Rocket Lab vs AST SpaceMobile Q1 Earnings Comparison
Written by Emily J. Thompson, Senior Investment Analyst
Updated: 57 minutes ago
0mins
Should l Buy RKLB?
Source: Fool
- Rocket Lab's Strong Performance: Rocket Lab reported a 63.5% year-over-year revenue increase to $200 million in Q1, achieving a gross margin of 38.2%, although operating costs rose 40.4%, resulting in a loss of $0.07 per share, which is an improvement from last year's $0.12 loss, indicating competitive strength in the rapidly growing space market.

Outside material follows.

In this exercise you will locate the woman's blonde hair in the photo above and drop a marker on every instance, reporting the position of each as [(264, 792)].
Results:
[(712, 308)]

- Optimistic Future Guidance: Rocket Lab expects Q2 revenue to grow by 20% sequentially, with gross margins projected to decline to 33%-35%; analysts predict continued losses in the upcoming quarters, but a narrowing to $0.27 per share by 2026, reflecting a gradual path toward profitability.

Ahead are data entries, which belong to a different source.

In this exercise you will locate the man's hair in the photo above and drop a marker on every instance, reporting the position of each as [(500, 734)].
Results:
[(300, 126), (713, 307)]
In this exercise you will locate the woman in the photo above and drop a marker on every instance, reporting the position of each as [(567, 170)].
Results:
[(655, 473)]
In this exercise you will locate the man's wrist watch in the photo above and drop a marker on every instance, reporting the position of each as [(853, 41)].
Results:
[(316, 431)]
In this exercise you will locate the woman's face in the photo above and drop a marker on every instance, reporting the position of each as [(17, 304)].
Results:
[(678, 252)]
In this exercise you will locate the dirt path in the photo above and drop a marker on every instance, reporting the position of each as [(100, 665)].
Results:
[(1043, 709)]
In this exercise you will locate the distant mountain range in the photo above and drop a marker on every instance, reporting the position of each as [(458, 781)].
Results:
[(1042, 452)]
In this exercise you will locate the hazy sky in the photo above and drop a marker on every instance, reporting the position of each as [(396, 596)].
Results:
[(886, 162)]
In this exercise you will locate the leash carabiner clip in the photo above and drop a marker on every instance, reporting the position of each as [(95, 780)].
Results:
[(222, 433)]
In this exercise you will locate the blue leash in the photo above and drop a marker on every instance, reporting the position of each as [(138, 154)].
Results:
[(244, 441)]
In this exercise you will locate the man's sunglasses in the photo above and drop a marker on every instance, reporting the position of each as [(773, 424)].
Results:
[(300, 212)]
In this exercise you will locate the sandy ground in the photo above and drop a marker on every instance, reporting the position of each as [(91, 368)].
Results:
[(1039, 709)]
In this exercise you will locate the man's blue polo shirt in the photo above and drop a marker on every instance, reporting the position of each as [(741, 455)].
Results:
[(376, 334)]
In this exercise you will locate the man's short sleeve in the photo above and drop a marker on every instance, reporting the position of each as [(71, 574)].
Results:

- AST SpaceMobile's Disappointing Results: AST SpaceMobile reported a Q1 loss of $0.66 per share, significantly worse than the expected $0.21 loss, with revenue at only $14.7 million, missing the $37.5 million target, despite a 20-fold year-over-year growth, as operating costs surged 158%, increasing cash flow pressures.
- Cash Burn Concerns: AST SpaceMobile's cash burn reached $327.4 million in Q1, with an annual forecast of $1.8 billion; if this rate continues, it risks depleting much of its $3.5 billion cash reserves by year-end, posing significant financial challenges ahead.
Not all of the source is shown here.